Abstract

Fluorescence Fluctuation Spectroscopy methods are powerful tools for studying diffusion both in vitro and in vivo. They are, however, limited to either homogeneous samples or to fit models that rely on generalized assumptions about the heterogeneity of the environment. Actual biological samples, however, often do not fulfill these conditions. The plasma membrane, for example, shows compartmentalization that changes dynamically [1]. This high level of complexity makes evaluation of results difficult.To better understand the effects of heterogeneities such as structures or obstacles on molecular diffusion, we monitored the diffusion of lipids in a simplified model system. We used a lipid bilayer on a nanostructured surface [2] as a simplified system to study the effect of compartmentalization on diffusion. Our samples consisted of hexagonally arranged compartments of lipid bilayers that are connected via nanometer gaps in between the metal structures.

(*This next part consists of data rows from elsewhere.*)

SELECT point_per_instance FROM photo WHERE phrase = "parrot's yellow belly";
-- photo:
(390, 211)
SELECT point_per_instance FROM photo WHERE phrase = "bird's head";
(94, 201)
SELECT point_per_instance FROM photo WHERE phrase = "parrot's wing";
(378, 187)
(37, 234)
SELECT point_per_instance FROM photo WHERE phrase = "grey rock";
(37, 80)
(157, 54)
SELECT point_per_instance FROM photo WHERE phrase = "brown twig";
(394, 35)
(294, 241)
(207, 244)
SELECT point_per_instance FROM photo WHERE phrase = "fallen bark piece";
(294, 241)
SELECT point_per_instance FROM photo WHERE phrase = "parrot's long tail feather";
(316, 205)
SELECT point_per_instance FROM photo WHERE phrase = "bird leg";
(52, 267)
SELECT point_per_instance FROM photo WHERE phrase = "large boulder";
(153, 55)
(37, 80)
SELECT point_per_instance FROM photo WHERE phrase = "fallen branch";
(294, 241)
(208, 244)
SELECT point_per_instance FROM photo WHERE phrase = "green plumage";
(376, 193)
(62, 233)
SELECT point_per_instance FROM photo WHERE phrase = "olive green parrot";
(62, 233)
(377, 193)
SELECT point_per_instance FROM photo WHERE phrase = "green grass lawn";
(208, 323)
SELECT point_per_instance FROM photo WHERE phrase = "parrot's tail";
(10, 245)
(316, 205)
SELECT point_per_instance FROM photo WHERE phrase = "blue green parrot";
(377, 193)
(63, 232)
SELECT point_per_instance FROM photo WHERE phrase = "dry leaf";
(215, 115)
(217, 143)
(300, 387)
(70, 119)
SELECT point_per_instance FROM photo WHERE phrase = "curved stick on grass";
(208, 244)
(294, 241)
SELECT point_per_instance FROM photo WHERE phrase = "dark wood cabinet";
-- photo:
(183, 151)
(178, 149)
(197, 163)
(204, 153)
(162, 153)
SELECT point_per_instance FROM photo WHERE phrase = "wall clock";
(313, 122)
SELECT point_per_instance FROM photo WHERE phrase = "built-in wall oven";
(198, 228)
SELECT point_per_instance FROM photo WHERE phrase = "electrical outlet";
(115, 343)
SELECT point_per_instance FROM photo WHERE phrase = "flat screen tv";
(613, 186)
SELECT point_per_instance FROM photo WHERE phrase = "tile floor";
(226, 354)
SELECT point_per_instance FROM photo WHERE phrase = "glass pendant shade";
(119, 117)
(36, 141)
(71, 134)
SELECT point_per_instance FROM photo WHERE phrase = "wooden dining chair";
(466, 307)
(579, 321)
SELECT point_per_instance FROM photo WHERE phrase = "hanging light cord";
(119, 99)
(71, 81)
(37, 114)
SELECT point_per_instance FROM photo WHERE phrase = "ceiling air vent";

By calculating the spatial pair cross correlation functions [3] of a signal acquired while rapidly scanning over the sample, we could measure the time of diffusion of fluorescently labeled lipids between partitions. Since both diameter of the compartments and size of the gaps can be adjusted, this system allows us to study the influence of these parameters on diffusion. Furthermore, we performed Monte Carlo simulations of diffusion in similar structures. This way, we could test the effects of different interactions of the sample and the environment on the correlation functions.[1] T. Fujiwara et al., Journal of Cell Biology 2002, 157, 1071.[2] T. Lohmueller et al., Nano Letters 2012, 12, 1717.[3] M. Digman et al., Biophysical Journal 2009, 97, 665.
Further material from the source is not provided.